On July 23 there began at Oswego the grand council at which Sir William Johnson and Pontiac were the most conspicuous figures. For three days the ceremonies and speeches continued; and on the third day Pontiac rose in the assembly and made a promise that he was faithfully to keep: ‘I take the Great Spirit to witness,’ he said, ’that what I am going to say I am determined steadfastly to perform... While I had the French king by the hand, I kept a fast hold of it; and now having you, father, by the hand, I shall do the same in conjunction with all the western nations in my district.’

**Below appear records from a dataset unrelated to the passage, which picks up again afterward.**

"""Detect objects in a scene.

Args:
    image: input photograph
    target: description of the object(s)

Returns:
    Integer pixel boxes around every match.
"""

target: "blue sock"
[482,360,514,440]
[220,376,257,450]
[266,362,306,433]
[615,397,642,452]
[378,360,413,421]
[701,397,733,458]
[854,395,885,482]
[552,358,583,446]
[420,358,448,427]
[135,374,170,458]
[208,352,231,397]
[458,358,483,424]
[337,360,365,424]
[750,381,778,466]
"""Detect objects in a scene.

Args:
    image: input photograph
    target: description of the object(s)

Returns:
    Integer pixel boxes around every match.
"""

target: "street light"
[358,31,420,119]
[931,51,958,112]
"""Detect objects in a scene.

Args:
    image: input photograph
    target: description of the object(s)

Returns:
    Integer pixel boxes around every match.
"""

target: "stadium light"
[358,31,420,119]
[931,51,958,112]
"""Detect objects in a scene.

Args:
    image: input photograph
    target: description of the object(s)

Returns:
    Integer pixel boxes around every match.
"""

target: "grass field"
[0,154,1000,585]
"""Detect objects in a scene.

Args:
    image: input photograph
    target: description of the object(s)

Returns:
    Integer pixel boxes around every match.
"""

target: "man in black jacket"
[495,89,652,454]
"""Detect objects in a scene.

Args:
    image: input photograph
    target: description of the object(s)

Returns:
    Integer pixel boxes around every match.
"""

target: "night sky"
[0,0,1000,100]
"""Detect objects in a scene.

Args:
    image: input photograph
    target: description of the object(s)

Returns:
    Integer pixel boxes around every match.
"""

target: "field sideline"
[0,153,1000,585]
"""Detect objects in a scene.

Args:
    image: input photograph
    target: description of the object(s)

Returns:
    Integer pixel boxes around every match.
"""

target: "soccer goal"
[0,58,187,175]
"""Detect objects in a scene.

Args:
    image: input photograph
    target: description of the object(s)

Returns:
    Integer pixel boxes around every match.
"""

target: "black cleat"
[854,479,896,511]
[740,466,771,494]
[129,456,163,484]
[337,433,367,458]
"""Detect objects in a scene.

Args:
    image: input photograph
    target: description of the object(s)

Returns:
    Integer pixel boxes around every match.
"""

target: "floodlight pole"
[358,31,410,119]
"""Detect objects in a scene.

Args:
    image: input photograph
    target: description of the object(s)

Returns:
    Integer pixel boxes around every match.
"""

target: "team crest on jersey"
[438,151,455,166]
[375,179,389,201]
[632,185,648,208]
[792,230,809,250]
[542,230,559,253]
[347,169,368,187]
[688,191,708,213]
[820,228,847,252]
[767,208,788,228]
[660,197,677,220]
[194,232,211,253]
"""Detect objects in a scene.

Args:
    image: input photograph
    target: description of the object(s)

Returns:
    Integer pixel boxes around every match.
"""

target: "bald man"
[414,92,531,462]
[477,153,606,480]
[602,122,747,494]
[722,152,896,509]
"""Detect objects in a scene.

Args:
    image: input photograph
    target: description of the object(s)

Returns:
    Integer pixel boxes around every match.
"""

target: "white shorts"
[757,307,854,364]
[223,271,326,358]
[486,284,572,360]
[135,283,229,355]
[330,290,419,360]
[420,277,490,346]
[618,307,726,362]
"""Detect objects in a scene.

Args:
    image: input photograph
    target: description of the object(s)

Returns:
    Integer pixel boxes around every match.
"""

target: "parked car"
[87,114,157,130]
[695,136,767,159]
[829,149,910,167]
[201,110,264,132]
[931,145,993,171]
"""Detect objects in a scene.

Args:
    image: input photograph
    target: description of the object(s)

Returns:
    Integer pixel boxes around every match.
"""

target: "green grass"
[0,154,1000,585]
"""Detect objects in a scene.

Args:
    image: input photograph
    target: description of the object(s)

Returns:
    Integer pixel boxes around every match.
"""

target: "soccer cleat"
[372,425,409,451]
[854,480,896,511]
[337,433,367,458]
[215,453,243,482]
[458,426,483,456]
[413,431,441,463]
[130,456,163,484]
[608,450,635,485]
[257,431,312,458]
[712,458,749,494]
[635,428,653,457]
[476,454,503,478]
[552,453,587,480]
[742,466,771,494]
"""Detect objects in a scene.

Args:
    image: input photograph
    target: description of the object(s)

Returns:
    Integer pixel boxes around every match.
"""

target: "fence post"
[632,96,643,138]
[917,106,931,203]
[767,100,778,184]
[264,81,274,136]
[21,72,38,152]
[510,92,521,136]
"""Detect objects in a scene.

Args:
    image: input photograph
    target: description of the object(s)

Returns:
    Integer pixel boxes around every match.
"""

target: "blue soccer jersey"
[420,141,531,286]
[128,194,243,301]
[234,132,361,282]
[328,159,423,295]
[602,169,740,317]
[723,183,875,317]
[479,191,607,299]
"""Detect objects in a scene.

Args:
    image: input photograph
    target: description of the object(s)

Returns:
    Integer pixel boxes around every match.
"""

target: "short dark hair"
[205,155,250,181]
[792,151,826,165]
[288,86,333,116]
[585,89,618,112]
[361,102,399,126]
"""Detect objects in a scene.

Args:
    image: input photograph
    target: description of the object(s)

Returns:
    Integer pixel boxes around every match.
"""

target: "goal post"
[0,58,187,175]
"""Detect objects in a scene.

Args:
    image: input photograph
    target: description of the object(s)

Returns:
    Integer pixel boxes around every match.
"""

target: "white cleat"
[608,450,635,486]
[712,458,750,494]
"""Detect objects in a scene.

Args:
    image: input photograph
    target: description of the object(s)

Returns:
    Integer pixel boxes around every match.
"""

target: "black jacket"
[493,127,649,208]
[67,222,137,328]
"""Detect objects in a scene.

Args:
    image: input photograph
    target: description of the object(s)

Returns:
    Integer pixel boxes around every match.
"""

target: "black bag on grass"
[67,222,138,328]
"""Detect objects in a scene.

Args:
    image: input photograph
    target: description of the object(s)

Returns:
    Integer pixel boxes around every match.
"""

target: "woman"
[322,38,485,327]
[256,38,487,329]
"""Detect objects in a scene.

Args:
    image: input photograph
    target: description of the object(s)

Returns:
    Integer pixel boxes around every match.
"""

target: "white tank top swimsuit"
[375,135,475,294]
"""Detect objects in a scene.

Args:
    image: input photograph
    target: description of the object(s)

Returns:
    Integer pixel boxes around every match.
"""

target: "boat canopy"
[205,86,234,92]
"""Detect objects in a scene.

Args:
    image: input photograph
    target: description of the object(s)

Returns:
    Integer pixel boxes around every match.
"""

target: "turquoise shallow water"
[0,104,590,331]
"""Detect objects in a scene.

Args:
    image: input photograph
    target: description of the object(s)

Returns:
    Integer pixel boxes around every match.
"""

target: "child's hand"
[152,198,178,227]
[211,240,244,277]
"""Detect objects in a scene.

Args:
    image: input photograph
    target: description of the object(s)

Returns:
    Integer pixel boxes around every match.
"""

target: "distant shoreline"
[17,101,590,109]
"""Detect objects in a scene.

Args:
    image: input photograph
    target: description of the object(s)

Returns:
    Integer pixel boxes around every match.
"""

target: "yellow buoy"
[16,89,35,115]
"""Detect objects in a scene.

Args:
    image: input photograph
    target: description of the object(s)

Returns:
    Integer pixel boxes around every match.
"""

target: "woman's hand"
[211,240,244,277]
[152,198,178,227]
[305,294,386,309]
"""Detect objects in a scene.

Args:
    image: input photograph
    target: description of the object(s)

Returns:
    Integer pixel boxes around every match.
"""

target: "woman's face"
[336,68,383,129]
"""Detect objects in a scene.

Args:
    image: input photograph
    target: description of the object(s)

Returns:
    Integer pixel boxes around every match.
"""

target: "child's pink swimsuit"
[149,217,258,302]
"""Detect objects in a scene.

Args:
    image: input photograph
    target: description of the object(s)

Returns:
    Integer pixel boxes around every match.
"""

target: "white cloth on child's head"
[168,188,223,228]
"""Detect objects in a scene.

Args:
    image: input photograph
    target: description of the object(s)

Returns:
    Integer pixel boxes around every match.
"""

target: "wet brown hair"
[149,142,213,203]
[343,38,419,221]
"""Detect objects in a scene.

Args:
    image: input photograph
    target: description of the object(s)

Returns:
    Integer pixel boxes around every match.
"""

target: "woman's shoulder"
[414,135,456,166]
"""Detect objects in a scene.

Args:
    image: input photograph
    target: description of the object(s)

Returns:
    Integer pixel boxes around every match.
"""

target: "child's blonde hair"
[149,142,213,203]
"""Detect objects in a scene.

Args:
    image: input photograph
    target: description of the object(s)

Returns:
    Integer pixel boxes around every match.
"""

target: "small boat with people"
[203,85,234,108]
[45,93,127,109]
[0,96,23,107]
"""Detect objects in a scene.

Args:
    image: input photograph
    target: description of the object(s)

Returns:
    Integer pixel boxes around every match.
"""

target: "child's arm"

Before the council ended Johnson presented to each of the chiefs a silver medal engraved with the words: ’A pledge of peace and friendship with Great Britain, confirmed in 1766.’ He also loaded Pontiac and his brother chiefs with presents; then, on the last day of July, the Indians scattered to their homes.
For three years Pontiac, like a restless spirit, moved from camp to camp and from hunting-ground to hunting-ground. There were outbreaks of hostilities in the Indian country, but in none of these did he take part. His name never appears in the records of those three years. His days of conspiracy were at an end. By many of the French and Indians he was distrusted as a pensioner of the British, and by the British traders and settlers he was hated for his past deeds. In 1769 he visited the Mississippi, and while at Cahokia he attended a drunken frolic held by some Indians. When he left the feast, stupid from the effects of rum, he was followed into the forest by a Kaskaskia Indian, probably bribed by a British trader. And as Pontiac lurched among the black shadows of the trees, his pursuer crept up behind him, and with a swift stroke of the tomahawk cleft his skull. Thus by a treacherous blow ended the career of a warrior whose chief weapon had been treachery.